Montag, 8. Januar 2024

Nach einer wahren Begebenheit

Sulima, im wahrsten Sinne des Wortes Sierra Leones Endstation am tosenden Atlantik. Es gibt nur einen Grund hierherzukommen und der reimt sich auf Schwellen. Dazu nötig: Viel Sitzfleisch bei der Anreise und die Einhaltung des strengen Protokolls für Gäste.
Zentraler Punkt dabei ist die Vorstellung beim Town Chief, der eine Mischung aus Dorfältestem, Richter und Bürgermeister verkörpert. Dessen bin ich mir durchaus bewusst und suche gleich nachdem ich den Rucksack abgestellt habe, das Haus des Herrn auf. Leider muss ich mit der First Lady Vorlieb nehmen, der Hausherr ist noch anderswo beschäftigt. Hinsichtlich seiner Ankunftszeit besteht leider ein gewisses Informationsdefizit. Mit der Vorstellung ist es aber noch nicht getan, es wird auch noch eine Gebühr fällig, wenn man zum Strand will. Sierra Leones Antwort auf die Kurtaxe und ganz bestimmt hochoffiziell und zum Wohl der Gemeinschaft. Die kann ich bezahlen, wenn ich nachher auf dem Weg zum Strand wieder hier vorbeikomme? OK.
Etwas später, unterwegs zum Ozean, ich kann die Wellen schon hören. Der zweite Versuch. Hier ist das Geld für den Strand und ist der Chief jetzt da? Nein, später nochmal versuchen. Kurz bevor der Ozean dann in Sichtweite kommt, meldet sich noch ein anderer Kollege zu Wort. Die Armee, ein Sicherheitscheck, wir sind nahe an der Grenze. Sorry, meinen Pass habe ich jetzt auf dem Weg zum Strand nicht dabei. Kann ich später nochmal vorbeikommen, ich muss sowieso noch zum Chief? Versprochen? Versprochen.
Nach dem Strandbesuch ist der Chief immer noch nicht da. Aber dafür eine Art Manager, der mir alles nochmal haarklein erklärt. Ich erkläre ihm auch alles haarklein. Ich mache hier Urlaub und möchte mich von Ihrer Waschmaschine namens Ozean mal ordentlich durchschleudern lassen. Zwei Worte im Satz sind ihm unbekannt, natürlich nur falls er "durchschleudern" kennt. Ich erfahre, dass ich mich zusätzlich bei ihm noch im Gästebuch eintragen muss. Dafür bitte den Pass nicht vergessen. Spätestens an der Stelle kommt in mir der Verdacht auf, dass hier nicht allzu viele Gäste auftauchen.

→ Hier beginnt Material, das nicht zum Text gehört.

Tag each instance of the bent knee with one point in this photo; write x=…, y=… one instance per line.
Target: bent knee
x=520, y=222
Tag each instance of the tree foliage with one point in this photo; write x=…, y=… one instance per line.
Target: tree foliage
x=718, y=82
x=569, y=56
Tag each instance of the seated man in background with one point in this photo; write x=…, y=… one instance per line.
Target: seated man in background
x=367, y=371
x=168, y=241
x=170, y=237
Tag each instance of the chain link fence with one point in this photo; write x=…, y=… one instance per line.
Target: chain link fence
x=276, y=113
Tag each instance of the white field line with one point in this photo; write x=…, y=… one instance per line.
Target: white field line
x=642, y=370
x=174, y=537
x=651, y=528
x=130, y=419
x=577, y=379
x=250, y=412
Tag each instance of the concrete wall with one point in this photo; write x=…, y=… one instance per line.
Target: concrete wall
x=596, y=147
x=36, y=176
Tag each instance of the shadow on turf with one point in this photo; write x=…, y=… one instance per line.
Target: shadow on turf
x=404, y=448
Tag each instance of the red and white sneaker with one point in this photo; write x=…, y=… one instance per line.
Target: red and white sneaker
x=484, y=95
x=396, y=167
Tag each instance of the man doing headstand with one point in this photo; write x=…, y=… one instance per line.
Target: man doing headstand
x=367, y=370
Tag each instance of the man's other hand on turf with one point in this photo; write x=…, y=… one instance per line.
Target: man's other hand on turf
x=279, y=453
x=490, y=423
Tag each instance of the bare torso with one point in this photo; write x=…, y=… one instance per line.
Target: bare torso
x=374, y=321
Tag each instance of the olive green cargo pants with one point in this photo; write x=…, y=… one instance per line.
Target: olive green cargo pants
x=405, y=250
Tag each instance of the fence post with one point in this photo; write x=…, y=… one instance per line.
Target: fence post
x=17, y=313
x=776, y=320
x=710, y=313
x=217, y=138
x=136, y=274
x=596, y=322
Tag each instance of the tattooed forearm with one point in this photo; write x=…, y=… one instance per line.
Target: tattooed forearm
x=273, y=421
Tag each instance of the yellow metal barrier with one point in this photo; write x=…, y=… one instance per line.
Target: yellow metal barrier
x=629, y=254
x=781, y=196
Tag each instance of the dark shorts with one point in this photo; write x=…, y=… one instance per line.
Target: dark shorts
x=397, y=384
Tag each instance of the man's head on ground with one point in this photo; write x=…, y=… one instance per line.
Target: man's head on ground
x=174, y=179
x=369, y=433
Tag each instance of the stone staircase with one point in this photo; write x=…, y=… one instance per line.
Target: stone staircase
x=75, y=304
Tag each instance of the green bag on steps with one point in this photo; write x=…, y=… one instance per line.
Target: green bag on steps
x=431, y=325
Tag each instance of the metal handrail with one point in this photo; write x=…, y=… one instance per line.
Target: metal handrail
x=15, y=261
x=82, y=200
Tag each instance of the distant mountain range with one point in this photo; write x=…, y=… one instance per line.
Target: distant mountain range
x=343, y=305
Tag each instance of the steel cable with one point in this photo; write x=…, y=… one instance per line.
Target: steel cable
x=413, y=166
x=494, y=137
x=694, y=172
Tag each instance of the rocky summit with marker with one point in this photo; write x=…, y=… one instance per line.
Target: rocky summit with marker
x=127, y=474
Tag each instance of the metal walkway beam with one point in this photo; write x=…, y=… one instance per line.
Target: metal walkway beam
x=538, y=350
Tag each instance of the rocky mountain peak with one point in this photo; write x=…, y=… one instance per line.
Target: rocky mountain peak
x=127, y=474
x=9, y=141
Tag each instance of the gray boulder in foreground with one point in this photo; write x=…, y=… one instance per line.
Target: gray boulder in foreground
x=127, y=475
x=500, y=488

Wo war ich stehengeblieben? Nach dem Strandbesuch also ab in die Unterkunft, Pass geschnappt und zurück. Der Chief ist da! Ich erkläre nochmal alles. Er hat Fragen, ich habe Antworten und alle sind zufrieden. Ich bin willkommen und darf mich erkenntlich zeigen. Wieviel? Wieviel Du willst - die schlimmste Antwort von allen. Nachdem ich ausführlich erklärt habe, warum ich leider nur eine Nacht bleiben kann, zahle ich den Gegenwert einer zweiten Übernachtung. Nun sind wirklich alle zufrieden und mir ist der Spaß die vier Euro wert. Und nicht vergessen, noch zum Manager - der ist aber jetzt nicht da - und zum Soldaten.
Der Soldat freut sich, dass ich mit dem Pass vorbeikomme, schaut sich diesen an und lässt mich meine Daten in eine handgeschriebene Liste eintragen. In den letzten zwei Wochen ist die Liste um ganze zwei Einträge gewachsen. Ich belohne mich und gehe nochmal zum Strand. Danach treffe ich nochmal die First Lady und lasse mir bestätigen, dass der Manager immer noch nicht da ist. Ob ich denn außer dem Strand schon was vom Dorf gesehen habe? Mir fehlt da ehrlich gesagt die Zeit ... Außerdem betone ich nochmal, dass ich morgen früh schon wieder abreise und das mit dem Gästebuch am Ende vielleicht doch nichts mehr wird. Nach Sonnenuntergang bin ich nämlich bei der spärlichen Beleuchtung nicht mehr ganz so einfach als Bleichgesicht auszumachen.
So, mal schauen wer tatsächlich bis hierher gelesen hat. Ich frage das ab!